What began as a fake cemetery in Davidson family’s yard is now a horror show

Bradford Powell admits his yard sticks out in the neighborhood in an odd way and he credits — or blames — his wife.

For 12 years, Hailey Branyon Powell of Davidson has dedicated herself to finding bigger and better ways to scare their neighbors on Halloween. Lately, this includes stage lighting, recorded humming noises, smoke machines and motorized witches and gravediggers. On some nights, there are people dressed as monsters in the yard, just to spice things up.

It’s not usual to see up to 200 people a night standing in front of the home at 10035 Alabaster Drive in Davidson.

“I like Halloween, but she takes it to a whole different level,” he says. “If it was up to her, she would make Halloween everyday of the year... She starts earlier and earlier each year... So while people go to the pool and hangout in the neighborhood, she makes time to work on her Halloween in the hot dirty garage.”

As for what the neighbors think: “I’m not sure everyone understands the level she takes it to,” he says.

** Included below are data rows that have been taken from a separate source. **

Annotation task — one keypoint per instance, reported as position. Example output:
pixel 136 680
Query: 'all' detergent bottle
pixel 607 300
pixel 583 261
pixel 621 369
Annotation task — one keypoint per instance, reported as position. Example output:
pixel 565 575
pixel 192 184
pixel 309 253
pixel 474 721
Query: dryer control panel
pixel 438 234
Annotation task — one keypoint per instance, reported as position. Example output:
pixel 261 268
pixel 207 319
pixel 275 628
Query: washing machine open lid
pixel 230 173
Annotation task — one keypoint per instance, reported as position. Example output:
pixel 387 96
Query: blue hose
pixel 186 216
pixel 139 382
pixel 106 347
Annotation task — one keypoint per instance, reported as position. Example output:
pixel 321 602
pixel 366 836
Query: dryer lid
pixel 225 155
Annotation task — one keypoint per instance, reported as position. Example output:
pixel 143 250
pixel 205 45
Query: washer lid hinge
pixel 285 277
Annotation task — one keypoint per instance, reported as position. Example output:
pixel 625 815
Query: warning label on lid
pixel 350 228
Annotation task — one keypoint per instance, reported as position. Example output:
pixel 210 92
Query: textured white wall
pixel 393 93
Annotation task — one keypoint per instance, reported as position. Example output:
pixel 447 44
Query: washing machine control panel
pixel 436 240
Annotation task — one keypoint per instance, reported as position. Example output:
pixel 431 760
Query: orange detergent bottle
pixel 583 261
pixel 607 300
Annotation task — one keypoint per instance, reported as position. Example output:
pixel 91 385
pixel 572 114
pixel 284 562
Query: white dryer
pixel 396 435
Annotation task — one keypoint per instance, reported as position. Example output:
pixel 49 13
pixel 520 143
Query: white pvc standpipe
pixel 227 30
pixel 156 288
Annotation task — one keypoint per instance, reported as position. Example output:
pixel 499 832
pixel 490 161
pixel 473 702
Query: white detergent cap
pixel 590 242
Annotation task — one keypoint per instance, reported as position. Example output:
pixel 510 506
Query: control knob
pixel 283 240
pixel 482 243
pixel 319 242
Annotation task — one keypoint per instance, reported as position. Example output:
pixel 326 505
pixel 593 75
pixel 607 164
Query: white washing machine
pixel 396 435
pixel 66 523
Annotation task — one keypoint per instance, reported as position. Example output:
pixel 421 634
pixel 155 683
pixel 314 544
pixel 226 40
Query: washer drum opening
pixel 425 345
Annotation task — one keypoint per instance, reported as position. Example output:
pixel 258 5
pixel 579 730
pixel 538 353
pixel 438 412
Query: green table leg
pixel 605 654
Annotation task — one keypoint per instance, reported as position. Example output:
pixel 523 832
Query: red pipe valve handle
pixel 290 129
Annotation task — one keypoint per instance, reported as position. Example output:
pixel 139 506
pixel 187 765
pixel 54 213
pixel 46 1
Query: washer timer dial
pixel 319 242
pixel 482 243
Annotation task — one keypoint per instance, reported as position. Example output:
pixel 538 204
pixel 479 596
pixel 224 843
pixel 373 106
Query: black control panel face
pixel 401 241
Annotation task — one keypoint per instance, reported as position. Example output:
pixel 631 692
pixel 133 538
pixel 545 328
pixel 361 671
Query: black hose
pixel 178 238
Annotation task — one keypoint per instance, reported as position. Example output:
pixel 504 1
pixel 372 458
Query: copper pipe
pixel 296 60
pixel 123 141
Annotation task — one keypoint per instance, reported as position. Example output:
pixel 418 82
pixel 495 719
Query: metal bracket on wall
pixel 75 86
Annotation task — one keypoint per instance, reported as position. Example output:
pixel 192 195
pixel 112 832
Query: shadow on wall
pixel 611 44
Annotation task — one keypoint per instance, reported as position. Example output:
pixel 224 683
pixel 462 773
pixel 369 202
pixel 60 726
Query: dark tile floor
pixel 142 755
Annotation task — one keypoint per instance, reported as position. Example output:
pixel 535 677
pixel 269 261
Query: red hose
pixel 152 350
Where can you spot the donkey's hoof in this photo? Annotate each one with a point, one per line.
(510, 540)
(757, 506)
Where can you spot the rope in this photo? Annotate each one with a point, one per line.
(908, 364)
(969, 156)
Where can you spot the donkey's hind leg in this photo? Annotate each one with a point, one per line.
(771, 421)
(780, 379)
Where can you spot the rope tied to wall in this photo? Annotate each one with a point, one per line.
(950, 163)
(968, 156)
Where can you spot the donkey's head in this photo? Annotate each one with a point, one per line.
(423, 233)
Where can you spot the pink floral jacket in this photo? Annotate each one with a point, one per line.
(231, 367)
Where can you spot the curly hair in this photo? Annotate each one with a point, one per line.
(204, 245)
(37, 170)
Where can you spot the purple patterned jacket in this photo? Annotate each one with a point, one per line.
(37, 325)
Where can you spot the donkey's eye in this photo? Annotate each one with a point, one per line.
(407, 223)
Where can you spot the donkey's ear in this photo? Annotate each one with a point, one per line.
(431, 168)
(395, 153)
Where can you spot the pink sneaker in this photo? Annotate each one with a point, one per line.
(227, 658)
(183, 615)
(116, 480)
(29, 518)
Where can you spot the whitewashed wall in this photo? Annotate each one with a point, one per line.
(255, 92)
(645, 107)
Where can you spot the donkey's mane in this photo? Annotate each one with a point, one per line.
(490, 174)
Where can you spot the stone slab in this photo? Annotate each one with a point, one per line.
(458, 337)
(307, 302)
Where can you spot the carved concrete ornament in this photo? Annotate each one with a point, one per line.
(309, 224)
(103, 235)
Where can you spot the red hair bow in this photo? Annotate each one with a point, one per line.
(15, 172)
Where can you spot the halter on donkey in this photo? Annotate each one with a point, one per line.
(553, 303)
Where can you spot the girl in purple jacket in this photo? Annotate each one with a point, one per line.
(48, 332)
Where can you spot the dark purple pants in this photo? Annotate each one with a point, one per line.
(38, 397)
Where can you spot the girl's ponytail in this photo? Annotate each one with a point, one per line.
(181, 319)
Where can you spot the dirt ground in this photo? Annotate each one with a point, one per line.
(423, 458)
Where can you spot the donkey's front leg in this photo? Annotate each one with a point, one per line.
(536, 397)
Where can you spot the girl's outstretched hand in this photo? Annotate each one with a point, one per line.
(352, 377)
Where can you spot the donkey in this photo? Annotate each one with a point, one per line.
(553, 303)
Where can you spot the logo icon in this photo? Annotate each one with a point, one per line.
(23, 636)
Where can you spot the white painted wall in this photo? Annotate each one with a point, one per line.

Neighbor Amanda Brierley says the yard is “more of an experience than just a display.”

“Some of the best reactions are probably from the children,” she says. “My daughter, Summer, looks forward to seeing the fog come from Hailey’s house every night... I don’t even know how she comes up with some of the ideas she has.”

Brierley is amazed that all the work is from scratch, by a neighbor who has no background in engineering, mechanics or carpentry.

Hailey Branyon Powell is a hair stylist.

When she started decorating her yard 12 years ago, she didn’t even have kids. Now, she has an 11-year-old son who is close to aging out of trick-or-treating.

“My husband does not help, but he will come outside when I’m in the middle of building something and tell me it looks good,” she says. “I have no expectations from him. We laugh about it. He’s into sports and I’m huge into Halloween. I was like this before I knew him.”

She doesn’t have a clear explanation of why she goes all out decorating for Halloween and not for Christmas. However, Powell says her mother and father died four years ago within six weeks of each other, and she needed something to occupy her mind at the time. That’s when she started taking things to the next level.

This year, she added a 20-foot-high by 20-foot-wide abandoned church facade. However, it proved too big, so she cut it to 12-feet-high. Anything scary idea is fair game, she says, except for gory images found in real life. No blood, guts or bodies hanging from trees.

The decorations go up Oct. 1 and come down Nov. 1. She recently started putting out a coffin to collect donated goods for the Cabarrus County Humane Society.

“I do worry sometimes that I’m driving the neighbors nuts, so I turn it all off by 9:30 p.m,” Powell says. “I really enjoy seeing whole families come by, including people from out of town. I’ll see 20 people out there, taking pictures in front of the displays. That’s fuels me.”